2. Hadith de l'imam Ali sur la taqwa en Dhu al-Qi'dah :
· Le 1er imam disait : « Dhu al-Qi'dah est le mois des pieux. Celui qui n'augmente pas sa taqwa pendant ce mois n'augmentera jamais sa taqwa. »
· Il recommandait : « Pendant trente jours, imaginez que vous voyez Dieu. Si vous ne pouvez pas, imaginez qu'Il vous voit. »
3. Pourquoi Dhu al-Qi'dah est-il propice à la piété ? :
a) Mois sacré : Dieu a sanctifié ce mois. La piété y est plus facile car l'environnement (interdiction de la guerre, pratiques recommandées) y aide.
b) Préparation au hajj : Le hajj est l'acte de piété suprême. On ne peut y aller avec un cœur négligent. Dhu al-Qi'dah est le mois où l'on « chauffe » sa piété.
c) Les nuits bénies : La nuit du 24-25 Dhu al-Qi'dah (veille du Dahw al-Ardh) est une nuit de miséricorde. Les nuits de piété y sont plus efficaces.
d) Les naissances prophétiques : Ibrahim (modèle de soumission), Issa (modèle de pureté) – leur anniversaire incite à imiter leur piété.
4. Comment renforcer sa taqwa en Dhu al-Qi'dah ? (selon les enseignements des imams) :
a) La conscience de Dieu dans les petits gestes (muraqaba) :
· L'imam as-Sadeq disait : « La taqwa, c'est de ne pas oublier Dieu, même quand on croque une datte. »
· Pendant Dhu al-Qi'dah, on s'entraîne à penser à Dieu avant chaque action : manger, boire, parler, travailler, dormir, se lever. On dit intérieurement : « Par Ta permission, Seigneur. »
b) Le contrôle des 5 sens (hifz al-jawarih) :
· Yeux : Ne pas regarder ce qui est illicite (images violentes, pornographie, biens d'autrui avec convoitise).
· Oreilles : Ne pas écouter la médisance, la calomnie, la musique qui détourne de Dieu.
· Langue : Ne pas mentir, insulter, jurer, se moquer.
· Mains : Ne pas prendre ce qui ne vous appartient pas, ne pas frapper.
· Pieds : Ne pas marcher vers ce qui est interdit (lieux de perdition).

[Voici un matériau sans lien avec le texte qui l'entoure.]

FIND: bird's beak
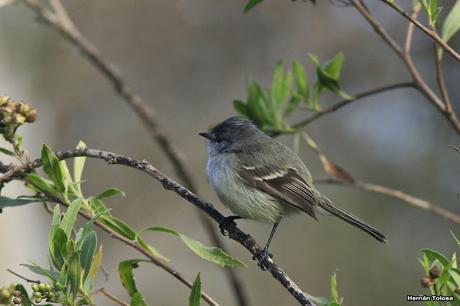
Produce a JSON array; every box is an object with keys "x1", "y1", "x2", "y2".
[{"x1": 198, "y1": 132, "x2": 215, "y2": 140}]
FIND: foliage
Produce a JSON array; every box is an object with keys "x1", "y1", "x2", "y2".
[
  {"x1": 233, "y1": 52, "x2": 353, "y2": 133},
  {"x1": 419, "y1": 233, "x2": 460, "y2": 306},
  {"x1": 0, "y1": 120, "x2": 245, "y2": 306}
]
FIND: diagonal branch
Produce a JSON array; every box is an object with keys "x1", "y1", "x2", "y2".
[
  {"x1": 38, "y1": 198, "x2": 219, "y2": 306},
  {"x1": 350, "y1": 0, "x2": 460, "y2": 134},
  {"x1": 302, "y1": 133, "x2": 460, "y2": 224},
  {"x1": 292, "y1": 82, "x2": 415, "y2": 130},
  {"x1": 20, "y1": 0, "x2": 248, "y2": 306},
  {"x1": 380, "y1": 0, "x2": 460, "y2": 62},
  {"x1": 0, "y1": 148, "x2": 316, "y2": 306}
]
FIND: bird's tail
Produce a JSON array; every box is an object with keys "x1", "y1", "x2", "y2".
[{"x1": 319, "y1": 197, "x2": 388, "y2": 244}]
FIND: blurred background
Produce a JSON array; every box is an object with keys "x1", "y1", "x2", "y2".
[{"x1": 0, "y1": 0, "x2": 460, "y2": 306}]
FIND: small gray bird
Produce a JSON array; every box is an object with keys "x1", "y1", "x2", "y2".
[{"x1": 199, "y1": 117, "x2": 387, "y2": 268}]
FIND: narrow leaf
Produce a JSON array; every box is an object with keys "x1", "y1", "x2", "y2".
[
  {"x1": 442, "y1": 0, "x2": 460, "y2": 42},
  {"x1": 96, "y1": 187, "x2": 125, "y2": 200},
  {"x1": 88, "y1": 244, "x2": 104, "y2": 279},
  {"x1": 244, "y1": 0, "x2": 264, "y2": 13},
  {"x1": 60, "y1": 199, "x2": 83, "y2": 237},
  {"x1": 80, "y1": 231, "x2": 97, "y2": 281},
  {"x1": 143, "y1": 227, "x2": 246, "y2": 267},
  {"x1": 188, "y1": 273, "x2": 201, "y2": 306}
]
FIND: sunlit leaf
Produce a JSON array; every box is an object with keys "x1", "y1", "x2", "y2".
[
  {"x1": 118, "y1": 259, "x2": 147, "y2": 306},
  {"x1": 442, "y1": 0, "x2": 460, "y2": 42},
  {"x1": 188, "y1": 273, "x2": 201, "y2": 306},
  {"x1": 143, "y1": 227, "x2": 246, "y2": 267},
  {"x1": 244, "y1": 0, "x2": 264, "y2": 13},
  {"x1": 96, "y1": 187, "x2": 125, "y2": 200}
]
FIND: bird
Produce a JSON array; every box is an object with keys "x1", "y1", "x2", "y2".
[{"x1": 199, "y1": 117, "x2": 388, "y2": 269}]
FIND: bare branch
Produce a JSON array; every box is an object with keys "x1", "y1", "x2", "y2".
[
  {"x1": 94, "y1": 288, "x2": 130, "y2": 306},
  {"x1": 380, "y1": 0, "x2": 460, "y2": 62},
  {"x1": 19, "y1": 0, "x2": 248, "y2": 306},
  {"x1": 351, "y1": 0, "x2": 460, "y2": 134},
  {"x1": 315, "y1": 179, "x2": 460, "y2": 224},
  {"x1": 6, "y1": 269, "x2": 41, "y2": 284},
  {"x1": 404, "y1": 2, "x2": 422, "y2": 54},
  {"x1": 292, "y1": 82, "x2": 415, "y2": 130},
  {"x1": 303, "y1": 134, "x2": 460, "y2": 224},
  {"x1": 6, "y1": 148, "x2": 316, "y2": 306}
]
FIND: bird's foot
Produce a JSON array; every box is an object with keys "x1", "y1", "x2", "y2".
[
  {"x1": 252, "y1": 249, "x2": 273, "y2": 271},
  {"x1": 219, "y1": 216, "x2": 242, "y2": 236}
]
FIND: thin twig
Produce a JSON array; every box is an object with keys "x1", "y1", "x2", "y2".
[
  {"x1": 404, "y1": 2, "x2": 422, "y2": 54},
  {"x1": 315, "y1": 178, "x2": 460, "y2": 224},
  {"x1": 6, "y1": 269, "x2": 41, "y2": 284},
  {"x1": 351, "y1": 0, "x2": 460, "y2": 134},
  {"x1": 20, "y1": 0, "x2": 248, "y2": 306},
  {"x1": 302, "y1": 133, "x2": 460, "y2": 224},
  {"x1": 449, "y1": 145, "x2": 460, "y2": 153},
  {"x1": 380, "y1": 0, "x2": 460, "y2": 62},
  {"x1": 41, "y1": 201, "x2": 219, "y2": 306},
  {"x1": 93, "y1": 288, "x2": 130, "y2": 306},
  {"x1": 292, "y1": 82, "x2": 415, "y2": 130},
  {"x1": 6, "y1": 148, "x2": 316, "y2": 306}
]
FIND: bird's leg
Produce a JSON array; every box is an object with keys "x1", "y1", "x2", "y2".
[
  {"x1": 252, "y1": 221, "x2": 280, "y2": 271},
  {"x1": 219, "y1": 216, "x2": 243, "y2": 236}
]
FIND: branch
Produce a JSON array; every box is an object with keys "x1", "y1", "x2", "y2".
[
  {"x1": 380, "y1": 0, "x2": 460, "y2": 62},
  {"x1": 351, "y1": 0, "x2": 460, "y2": 134},
  {"x1": 6, "y1": 269, "x2": 41, "y2": 284},
  {"x1": 315, "y1": 178, "x2": 460, "y2": 224},
  {"x1": 5, "y1": 148, "x2": 316, "y2": 306},
  {"x1": 38, "y1": 201, "x2": 219, "y2": 306},
  {"x1": 24, "y1": 0, "x2": 248, "y2": 306},
  {"x1": 292, "y1": 82, "x2": 415, "y2": 129},
  {"x1": 94, "y1": 288, "x2": 130, "y2": 306},
  {"x1": 296, "y1": 133, "x2": 460, "y2": 224}
]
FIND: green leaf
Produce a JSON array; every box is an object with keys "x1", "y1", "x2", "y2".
[
  {"x1": 88, "y1": 244, "x2": 104, "y2": 279},
  {"x1": 188, "y1": 273, "x2": 201, "y2": 306},
  {"x1": 26, "y1": 173, "x2": 61, "y2": 199},
  {"x1": 73, "y1": 140, "x2": 86, "y2": 194},
  {"x1": 441, "y1": 0, "x2": 460, "y2": 42},
  {"x1": 118, "y1": 259, "x2": 147, "y2": 306},
  {"x1": 293, "y1": 62, "x2": 308, "y2": 101},
  {"x1": 136, "y1": 235, "x2": 169, "y2": 261},
  {"x1": 100, "y1": 215, "x2": 136, "y2": 240},
  {"x1": 422, "y1": 249, "x2": 450, "y2": 267},
  {"x1": 49, "y1": 228, "x2": 68, "y2": 271},
  {"x1": 324, "y1": 52, "x2": 345, "y2": 80},
  {"x1": 96, "y1": 187, "x2": 125, "y2": 200},
  {"x1": 420, "y1": 0, "x2": 442, "y2": 26},
  {"x1": 80, "y1": 231, "x2": 97, "y2": 281},
  {"x1": 244, "y1": 0, "x2": 264, "y2": 13},
  {"x1": 450, "y1": 231, "x2": 460, "y2": 248},
  {"x1": 42, "y1": 144, "x2": 66, "y2": 192},
  {"x1": 233, "y1": 100, "x2": 250, "y2": 117},
  {"x1": 15, "y1": 284, "x2": 32, "y2": 306},
  {"x1": 0, "y1": 196, "x2": 40, "y2": 209},
  {"x1": 0, "y1": 147, "x2": 16, "y2": 156},
  {"x1": 21, "y1": 262, "x2": 59, "y2": 283},
  {"x1": 67, "y1": 252, "x2": 81, "y2": 299},
  {"x1": 331, "y1": 272, "x2": 340, "y2": 304},
  {"x1": 60, "y1": 199, "x2": 83, "y2": 237},
  {"x1": 142, "y1": 227, "x2": 246, "y2": 267}
]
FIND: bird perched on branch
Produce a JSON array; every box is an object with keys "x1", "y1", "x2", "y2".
[{"x1": 199, "y1": 117, "x2": 387, "y2": 268}]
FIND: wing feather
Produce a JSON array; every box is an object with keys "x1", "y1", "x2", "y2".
[{"x1": 238, "y1": 166, "x2": 318, "y2": 219}]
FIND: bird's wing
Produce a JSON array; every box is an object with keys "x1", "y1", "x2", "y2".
[{"x1": 238, "y1": 165, "x2": 318, "y2": 219}]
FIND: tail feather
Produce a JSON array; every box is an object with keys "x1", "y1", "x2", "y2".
[{"x1": 319, "y1": 198, "x2": 388, "y2": 244}]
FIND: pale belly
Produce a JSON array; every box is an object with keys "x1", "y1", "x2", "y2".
[{"x1": 207, "y1": 155, "x2": 297, "y2": 222}]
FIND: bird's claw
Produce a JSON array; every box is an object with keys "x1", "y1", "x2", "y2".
[
  {"x1": 252, "y1": 249, "x2": 273, "y2": 271},
  {"x1": 219, "y1": 216, "x2": 241, "y2": 236}
]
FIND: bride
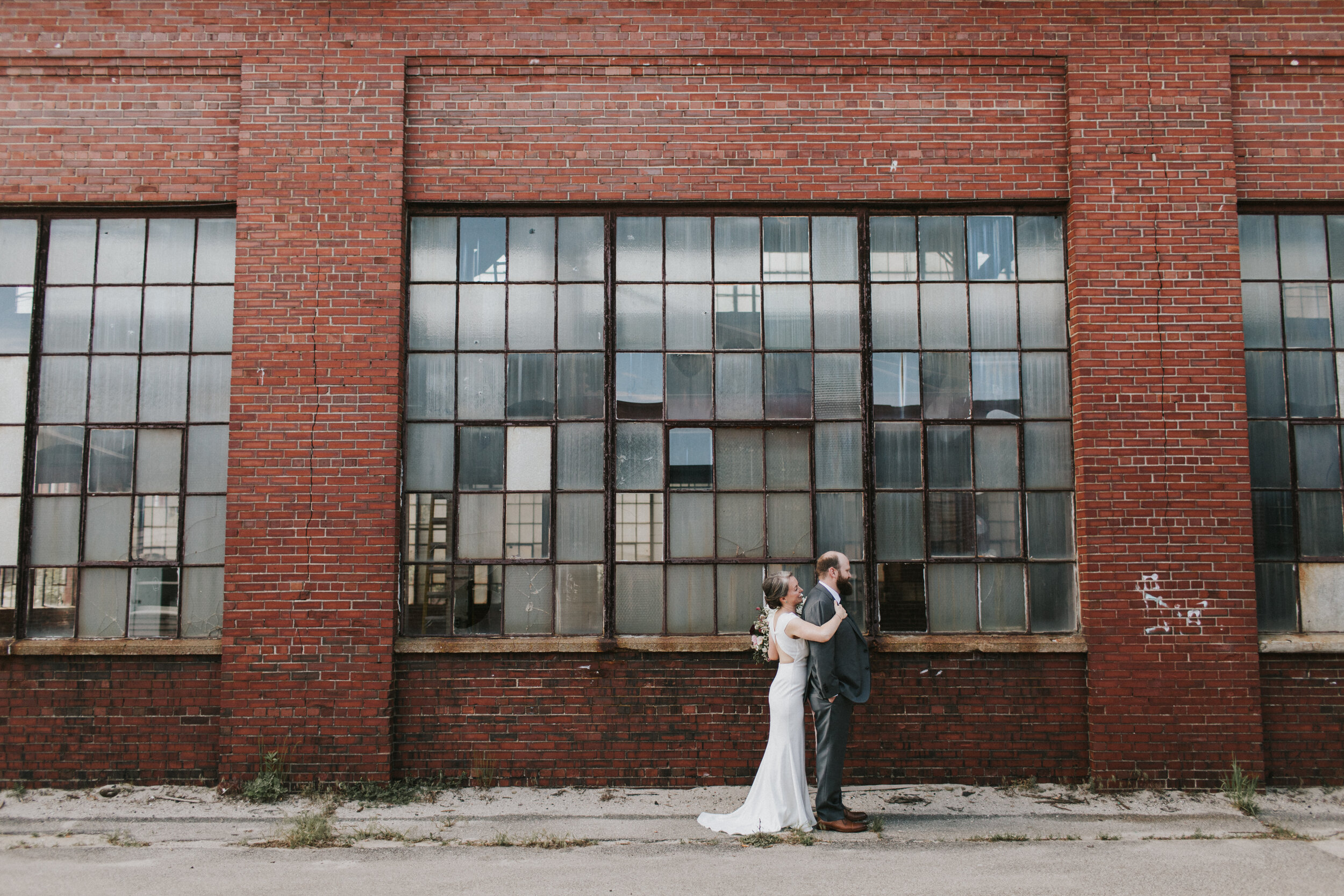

c) La prière de pleine conscience (khushu') :
· L'imam Ali priait comme s'il voyait Dieu. Pendant Dhu al-Qi'dah, on s'entraîne à prier lentement, en réfléchissant au sens des mots, sans que l'esprit ne vagabonde.
· Si l'esprit s'échappe, on le ramène doucement, sans se décourager.
d) L'invocation fréquente (dhikr) :
· On répète des formules courtes toute la journée : « Subhanallah » (Gloire à Dieu), « Alhamdulillah » (Louange à Dieu), « Allahu Akbar » (Dieu est le plus grand), « La ilaha illa Allah » (Nul dieu que Dieu).
· L'imam as-Sadeq disait : « Cent dhikr par jour pendant Dhu al-Qi'dah équivalent à mille dhikr en temps ordinaire. »
e) La lecture quotidienne du Coran avec réflexion :
· On ne se contente pas de réciter. On lit la traduction, on s'arrête sur un verset, on se demande : « Que veut m
e dire Dieu aujourd'hui ? »
5. Les degrés de la taqwa (selon l'imam Ali) :
Le 1er imam distinguait trois niveaux de piété, à atteindre progressivement pendant Dhu al-Qi'dah :
· Niveau 1 (général) : Éviter les péchés majeurs (meurtre, adultère, vol, mensonge grave, etc.).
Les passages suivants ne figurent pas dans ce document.